If this speaker is "out of the question at all" for studio use, then every recording should be destroyed. Every recording in history was probably mixed on loudspeakers with far worse performance.
That's a "refreshing" logic, because in the past recordings were mixed on crappy loudspeakers, in the present you should use loudspeakers with obvious faults as a tool for professional recordings too... yeah!
We don't even know if the error can be completely eliminated by closing the bass reflex port.
You may not. The physics however are known to others.
... and will you share your knowledge with us "ignorants"?
Simply saying the opposite without justification does not help anyone (especially since the forum is called "audioscience...").
By closing the bass reflex port the standing wave inside the cabinet does not disappear, only the part of the wave that is transmitted through the bass reflex port disappears.
There are near-field measurements from
Sound&Recording that show this fact.
In red the overall frequency response of the 705P is shown. In green the bass reflex port alone, in blue the frequency response of the mid-bass unit.
The overall frequency response of the 705P drops continuously because the diagram shows the nearfield measurements without baffle step correction (with correction the bass would be reduced by 6dB, which would then correspond to Amir's measurement).
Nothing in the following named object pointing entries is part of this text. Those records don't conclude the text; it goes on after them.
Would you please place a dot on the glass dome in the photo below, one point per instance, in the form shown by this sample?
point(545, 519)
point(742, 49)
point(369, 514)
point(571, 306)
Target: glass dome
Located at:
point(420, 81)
In the overall frequency response of the 705P the notch at 750Hz is about 10-11dB. The part that is only radiated by the mid/bass driver is about 7-8dB.
After these measurements closing the bass reflex port would only "fill up" the notch a bit.
Shouldn't a phase shift of 90° bring a clear improvement (180° phase shift would only make a bump out of the notch)?
I have to correct myself, this statement is nonsense. The measurement of S&R suggests that a phase shift of 180° (of the port frequency response) by cleverly moving the bass reflex port backwards or downwards would reduce the notch.